Mirna menghentakkan kakinya dengan kesal karena rencananya untuk menjebak Jasmine gagal. Dengan sembarangan wanita itu langsung meraih minuman yang sedang dibawa oleh salah seorang pelayan. Dan dalam satu kali tenggakkan ia langsung menghabiskan minuman dalam gelas yang digenggamnya. Tanpa ia sadari jika kini ia yang malah sudah terjebak. Tak butuh waktu lama Mirna mulai merasakan hal aneh pada dirinya. Ia merasa jika pandangannya mulai kabur dan tak lama wanita itu pun langsung tumbang. Pada saat itulah ada seseorang yang langsung menahan tubuhnya agar wanita itu tidak jatuh dan memapah Mirna menuju keluar dan membawanya ke dalam sebuah mobil.
Setelah meletakkan tubuh Mirna, orang itu langsung berpindah ke tempat duduk sopir dan mengemudikan mobil itu ke suatu tempat.
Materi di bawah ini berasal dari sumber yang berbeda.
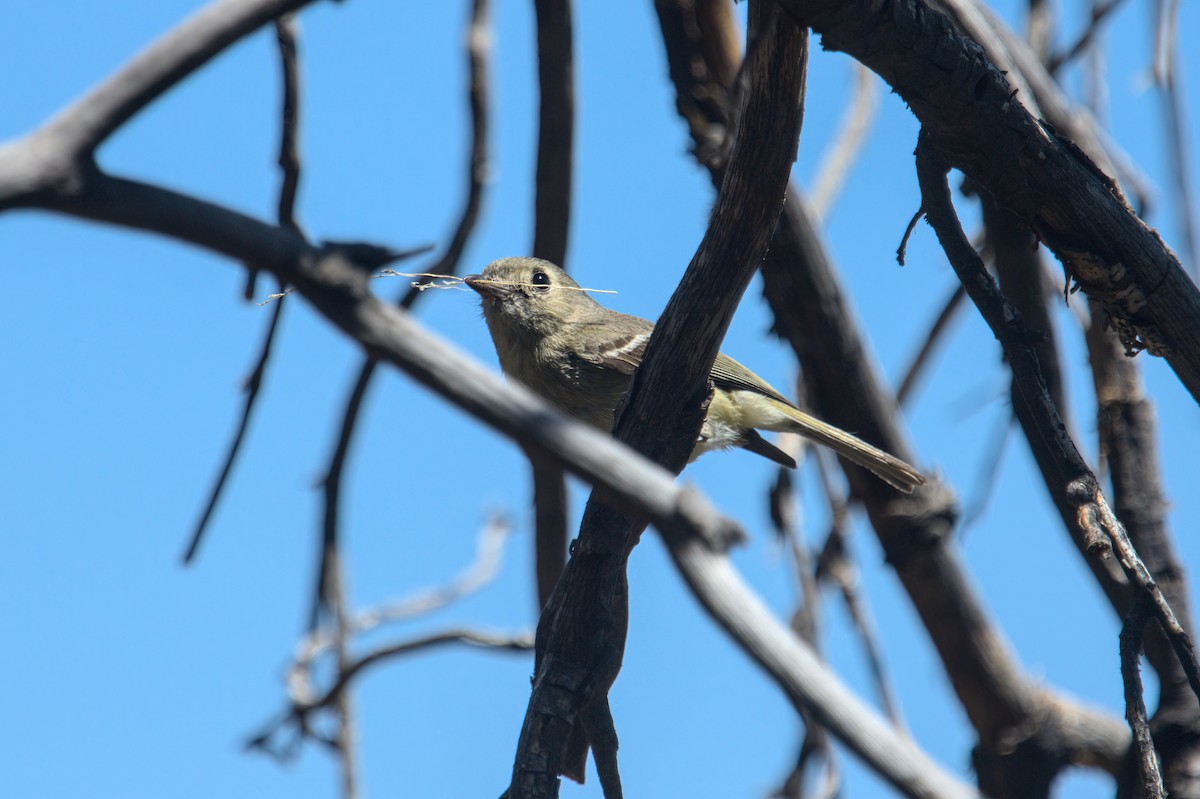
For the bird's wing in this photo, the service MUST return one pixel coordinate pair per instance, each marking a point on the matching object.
(627, 350)
(623, 352)
(731, 376)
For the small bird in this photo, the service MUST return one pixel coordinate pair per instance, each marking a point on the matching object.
(581, 356)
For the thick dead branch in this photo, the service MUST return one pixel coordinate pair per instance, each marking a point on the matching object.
(804, 678)
(1127, 436)
(552, 216)
(478, 49)
(813, 314)
(1074, 481)
(969, 114)
(581, 636)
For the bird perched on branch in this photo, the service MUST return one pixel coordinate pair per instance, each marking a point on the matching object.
(581, 356)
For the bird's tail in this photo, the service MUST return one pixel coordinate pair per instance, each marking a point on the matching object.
(889, 468)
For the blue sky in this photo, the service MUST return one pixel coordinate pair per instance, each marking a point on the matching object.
(124, 355)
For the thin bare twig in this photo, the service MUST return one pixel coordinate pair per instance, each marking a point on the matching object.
(847, 143)
(1101, 12)
(941, 324)
(289, 164)
(251, 389)
(478, 46)
(297, 718)
(805, 623)
(336, 638)
(835, 565)
(1175, 125)
(552, 217)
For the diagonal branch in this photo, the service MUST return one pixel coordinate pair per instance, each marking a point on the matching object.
(552, 216)
(1056, 451)
(478, 47)
(966, 109)
(582, 631)
(81, 127)
(289, 163)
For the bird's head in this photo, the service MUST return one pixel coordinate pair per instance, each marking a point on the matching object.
(529, 298)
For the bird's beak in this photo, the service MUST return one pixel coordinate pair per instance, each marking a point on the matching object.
(487, 288)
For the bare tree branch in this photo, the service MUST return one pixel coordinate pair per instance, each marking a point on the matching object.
(936, 331)
(967, 112)
(79, 128)
(1075, 482)
(478, 48)
(861, 113)
(804, 678)
(811, 313)
(1135, 708)
(289, 164)
(582, 631)
(552, 215)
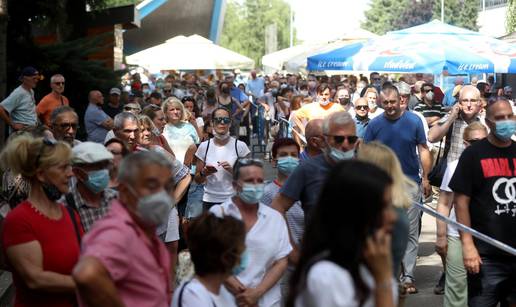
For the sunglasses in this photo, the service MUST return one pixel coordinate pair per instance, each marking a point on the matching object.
(222, 120)
(46, 142)
(339, 139)
(66, 126)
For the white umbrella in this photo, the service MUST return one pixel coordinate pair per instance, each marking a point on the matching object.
(189, 53)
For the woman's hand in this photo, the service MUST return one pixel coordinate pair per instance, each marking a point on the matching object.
(378, 256)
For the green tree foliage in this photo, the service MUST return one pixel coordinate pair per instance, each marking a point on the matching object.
(510, 25)
(389, 15)
(245, 23)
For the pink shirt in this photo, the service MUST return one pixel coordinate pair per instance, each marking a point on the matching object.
(139, 267)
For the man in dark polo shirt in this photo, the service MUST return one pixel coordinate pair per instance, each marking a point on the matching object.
(431, 109)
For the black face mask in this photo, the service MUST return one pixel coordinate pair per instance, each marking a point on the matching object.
(51, 191)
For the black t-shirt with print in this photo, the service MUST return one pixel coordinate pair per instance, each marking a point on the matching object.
(487, 174)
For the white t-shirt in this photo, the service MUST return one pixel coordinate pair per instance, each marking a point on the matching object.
(266, 242)
(330, 285)
(448, 174)
(195, 294)
(219, 186)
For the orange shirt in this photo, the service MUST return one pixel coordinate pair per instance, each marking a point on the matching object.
(47, 105)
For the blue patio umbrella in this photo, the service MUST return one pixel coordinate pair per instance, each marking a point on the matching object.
(433, 47)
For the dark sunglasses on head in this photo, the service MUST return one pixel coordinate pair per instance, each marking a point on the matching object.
(222, 120)
(339, 139)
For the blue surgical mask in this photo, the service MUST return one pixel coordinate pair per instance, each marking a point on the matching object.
(242, 265)
(251, 193)
(97, 180)
(338, 155)
(286, 165)
(505, 129)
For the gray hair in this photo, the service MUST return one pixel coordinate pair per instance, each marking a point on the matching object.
(60, 110)
(341, 118)
(133, 163)
(120, 118)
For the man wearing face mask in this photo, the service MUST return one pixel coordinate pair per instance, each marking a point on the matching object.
(432, 110)
(403, 132)
(89, 193)
(267, 238)
(123, 263)
(305, 182)
(483, 186)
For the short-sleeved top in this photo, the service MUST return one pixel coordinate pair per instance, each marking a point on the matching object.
(21, 106)
(219, 186)
(48, 104)
(195, 294)
(295, 215)
(305, 183)
(59, 246)
(180, 137)
(435, 110)
(330, 285)
(487, 174)
(266, 242)
(450, 169)
(402, 135)
(138, 265)
(315, 110)
(93, 119)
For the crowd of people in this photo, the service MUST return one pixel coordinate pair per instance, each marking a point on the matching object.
(164, 203)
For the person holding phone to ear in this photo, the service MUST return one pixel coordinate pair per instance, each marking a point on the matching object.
(346, 259)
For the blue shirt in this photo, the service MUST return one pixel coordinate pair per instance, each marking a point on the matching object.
(402, 136)
(93, 119)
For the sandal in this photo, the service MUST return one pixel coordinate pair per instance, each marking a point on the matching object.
(410, 288)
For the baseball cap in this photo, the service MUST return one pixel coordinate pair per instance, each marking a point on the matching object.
(115, 91)
(89, 153)
(29, 71)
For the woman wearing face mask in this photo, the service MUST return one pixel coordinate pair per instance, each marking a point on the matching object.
(320, 108)
(285, 157)
(217, 249)
(215, 160)
(345, 258)
(267, 240)
(40, 236)
(371, 94)
(179, 133)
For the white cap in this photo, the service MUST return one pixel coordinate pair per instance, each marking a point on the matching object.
(115, 90)
(90, 152)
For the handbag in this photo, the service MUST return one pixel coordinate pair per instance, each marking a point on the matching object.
(435, 177)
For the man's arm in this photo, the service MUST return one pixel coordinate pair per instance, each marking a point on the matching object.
(426, 162)
(470, 254)
(94, 283)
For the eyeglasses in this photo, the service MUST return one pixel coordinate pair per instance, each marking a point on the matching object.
(339, 139)
(46, 142)
(67, 126)
(222, 120)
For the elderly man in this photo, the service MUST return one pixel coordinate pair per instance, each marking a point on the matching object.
(18, 110)
(89, 193)
(305, 183)
(97, 122)
(453, 125)
(483, 186)
(64, 123)
(53, 100)
(403, 132)
(123, 263)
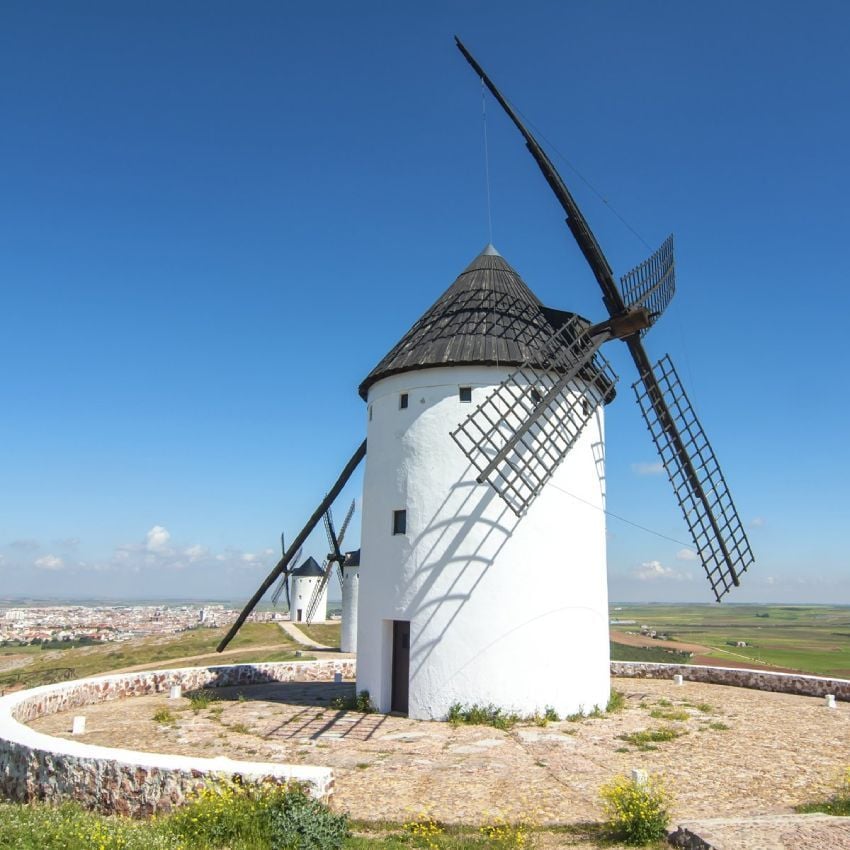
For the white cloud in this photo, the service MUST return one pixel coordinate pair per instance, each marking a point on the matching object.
(648, 468)
(156, 540)
(49, 562)
(24, 545)
(196, 552)
(650, 570)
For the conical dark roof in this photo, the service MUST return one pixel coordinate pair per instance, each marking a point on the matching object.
(310, 567)
(488, 316)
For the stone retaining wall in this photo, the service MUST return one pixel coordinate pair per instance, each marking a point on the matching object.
(761, 680)
(34, 766)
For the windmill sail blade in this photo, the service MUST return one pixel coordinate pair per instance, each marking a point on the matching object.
(328, 520)
(652, 283)
(345, 523)
(284, 580)
(520, 433)
(317, 593)
(693, 470)
(346, 473)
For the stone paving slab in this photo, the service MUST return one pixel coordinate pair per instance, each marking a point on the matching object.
(740, 752)
(771, 832)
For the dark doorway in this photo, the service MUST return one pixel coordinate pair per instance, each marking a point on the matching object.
(401, 665)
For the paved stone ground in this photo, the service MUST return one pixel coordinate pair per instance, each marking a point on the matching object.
(774, 832)
(775, 751)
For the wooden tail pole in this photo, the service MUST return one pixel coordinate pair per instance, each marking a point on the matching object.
(296, 543)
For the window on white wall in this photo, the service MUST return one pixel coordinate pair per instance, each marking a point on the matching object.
(399, 522)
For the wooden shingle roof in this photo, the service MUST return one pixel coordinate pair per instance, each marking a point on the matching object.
(488, 316)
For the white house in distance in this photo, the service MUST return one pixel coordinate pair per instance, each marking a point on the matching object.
(462, 601)
(304, 581)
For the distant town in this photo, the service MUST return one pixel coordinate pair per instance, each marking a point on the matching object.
(89, 624)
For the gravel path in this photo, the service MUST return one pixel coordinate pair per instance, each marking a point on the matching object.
(740, 752)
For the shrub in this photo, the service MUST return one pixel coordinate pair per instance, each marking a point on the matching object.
(616, 702)
(645, 738)
(669, 714)
(838, 805)
(164, 716)
(202, 699)
(637, 812)
(503, 834)
(359, 702)
(297, 820)
(426, 830)
(482, 715)
(226, 814)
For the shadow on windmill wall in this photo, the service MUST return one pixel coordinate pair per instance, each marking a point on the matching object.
(446, 532)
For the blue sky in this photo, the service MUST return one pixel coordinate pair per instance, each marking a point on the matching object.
(216, 218)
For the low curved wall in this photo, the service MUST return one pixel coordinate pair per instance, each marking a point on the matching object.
(34, 766)
(761, 680)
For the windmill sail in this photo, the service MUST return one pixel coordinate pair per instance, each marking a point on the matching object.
(700, 488)
(652, 283)
(521, 432)
(282, 564)
(335, 556)
(709, 512)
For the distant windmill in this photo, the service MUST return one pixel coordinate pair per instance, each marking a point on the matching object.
(283, 584)
(335, 556)
(451, 608)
Tak ada yang menyadari saat Mirna menghilang. Sementara bu Nike sudah seperti kebakaran jenggot saat melihat suaminya terus menerus memandangi mantan istrinya. Pak Pambudi bahkan tidak menghiraukan keberadaan bu Nike yang ada di sampingnya. Dan tanpa rasa canggung pria itu malah berjalan mendekat ke arah bu Citra yang tampak sedang berbincang akrab dengan seorang pria. Dan dapat pak Pambudi kenali jika pria itu adalah pria yang ia lihat bersama mantan istrinya itu kemarin.
"Permisi... bisa kita bicara sebentar Citra?" sela pak Pambudi pada bu Citra.
"Jika kau ingin bicara silahkan saja mas... tapi disini..." sahut bu Citra tegas.
"Tapi Citra... aku hanya ingin bicara berdua denganmu..." kata pak Pambudi bersikeras.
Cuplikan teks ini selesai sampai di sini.